Não há ciclovias na cidade e não se alugam bicicletas. Há um projeto em estudo que visa disponibilizar o aluguel de bicicletas no centro da cidade. Mas andar de bike no centro, atualmente, é perigoso.

7) Petrópolis é uma cidade cara?
Sim. Muita gente me critica quando eu falo isso para os turistas, mas é a verdade. Aqui nada é muito barato não. Se puder, evite usar taxi para trechos longos. É caro!

8) Onde ficar, centro ou Itaipava?
Depende. Se você quer somente conhecer o centro histórico, visitar o Museu Imperial, a Bohemia e fazer compras na Rua Teresa, fique no centro. Fizemos um artigo sobre alguns hotéis que conhecemos no centro de Petrópolis. Estamos devendo outro artigo sobre o assunto mas aqui tem algumas outras opções de hotéis no centro e você pode reservar online.
Quem quer descanso, romantismo e muito verde, a melhor opção é Itaipava. Veja algumas opções de pousadas em Itaipava, também pelo Booking.com

9) É mesmo barato comprar na Rua Teresa?
A Rua Teresa é um polo de moda com lojas por seus quase 2km de extensão. Há de tudo.
Antigamente a rua era famosa por seus preços muito baixos, o que atraia sacoleiros de todo o país, mas a variedade não era tão grande como hoje. Atualmente você encontra de tudo na Rua Teresa: roupas caras, medianas e baratas. A diferença entre fazer boas compras ou não, é procurar. Minha dica é: não compre as primeiras coisas interessantes que você achar. Ande um pouco e verá que os preços variam. Suba a rua por um lado e desça pelo outro (sempre de olho no lado oposto). As lojas mais próximas do centro costumam ser também mais sofisticadas e mais caras. Em geral, você encontra muita coisa bacana e barata na rua, mas há também lojas que não oferecem vantagem nenhuma no que diz respeito a preços. Vale a pena? Sim. A variedade é grande e, para quem gosta de comprar, a diversão é garantida.

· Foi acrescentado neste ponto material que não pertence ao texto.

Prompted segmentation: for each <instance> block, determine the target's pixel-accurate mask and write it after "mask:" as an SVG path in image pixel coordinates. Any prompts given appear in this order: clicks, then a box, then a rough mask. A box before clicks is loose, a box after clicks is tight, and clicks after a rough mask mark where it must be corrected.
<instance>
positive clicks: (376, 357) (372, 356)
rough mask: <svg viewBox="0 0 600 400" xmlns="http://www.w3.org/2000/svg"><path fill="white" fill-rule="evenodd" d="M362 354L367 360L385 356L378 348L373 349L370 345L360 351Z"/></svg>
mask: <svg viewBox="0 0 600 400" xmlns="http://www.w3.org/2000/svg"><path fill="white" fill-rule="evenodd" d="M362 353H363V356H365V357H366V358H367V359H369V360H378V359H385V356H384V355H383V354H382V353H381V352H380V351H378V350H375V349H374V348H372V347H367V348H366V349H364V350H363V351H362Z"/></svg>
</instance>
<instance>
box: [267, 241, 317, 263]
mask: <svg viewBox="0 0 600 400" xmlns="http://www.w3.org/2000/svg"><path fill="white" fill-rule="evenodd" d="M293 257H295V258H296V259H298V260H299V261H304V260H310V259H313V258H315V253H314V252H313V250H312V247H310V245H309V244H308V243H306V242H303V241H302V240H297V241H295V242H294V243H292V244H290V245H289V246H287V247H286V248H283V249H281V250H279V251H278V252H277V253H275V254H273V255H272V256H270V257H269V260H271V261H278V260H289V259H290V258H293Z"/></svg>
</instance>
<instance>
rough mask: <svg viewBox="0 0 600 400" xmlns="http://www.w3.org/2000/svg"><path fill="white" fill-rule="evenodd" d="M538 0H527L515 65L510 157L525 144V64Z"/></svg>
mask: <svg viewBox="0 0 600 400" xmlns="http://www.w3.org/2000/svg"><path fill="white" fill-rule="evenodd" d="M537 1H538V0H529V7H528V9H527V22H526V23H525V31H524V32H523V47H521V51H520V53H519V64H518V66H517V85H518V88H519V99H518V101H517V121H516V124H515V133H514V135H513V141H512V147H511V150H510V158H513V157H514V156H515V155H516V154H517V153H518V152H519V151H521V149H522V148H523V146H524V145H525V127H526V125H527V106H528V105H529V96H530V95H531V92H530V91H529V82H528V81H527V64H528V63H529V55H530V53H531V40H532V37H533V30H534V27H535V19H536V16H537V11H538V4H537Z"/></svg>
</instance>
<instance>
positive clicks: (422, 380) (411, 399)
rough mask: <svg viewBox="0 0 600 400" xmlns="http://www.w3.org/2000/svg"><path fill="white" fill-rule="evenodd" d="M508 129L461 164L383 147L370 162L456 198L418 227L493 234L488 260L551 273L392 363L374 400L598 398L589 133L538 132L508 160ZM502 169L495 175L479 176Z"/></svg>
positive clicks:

Parte da rua Teresa com suas mais de 1.000 lojas

Parte da rua Teresa com suas mais de 1.000 lojas


10) Como chegar?
Não há aeroporto em Petrópolis. Os mais próximos estão no Rio de Janeiro e em Juiz de Fora. Ambas as cidades oferecem ônibus regulares para a rodoviária de Petrópolis. Quem não gosta de andar de ônibus pode alugar um carro nos aeroportos e subir a serra. Nesse caso é importante verificar se o seu hotel oferece estacionamento pois os que são pagos, são caros. Além de Juiz de Fora e Rio de Janeiro, é possível chegar na cidade partindo direto de várias outras cidades como, por exemplo, São Paulo. A rodoviária de Petrópolis fica em uma das entradas da cidade e você terá que pegar um ônibus ou taxi para chegar no centro. Vindo sentido Rio de Janeiro, planeje-se pois, tanto para vir quanto para voltar, há horários de muito trânsito na subida/descida da serra. Geralmente os horários de ida e volta do trabalho são críticos.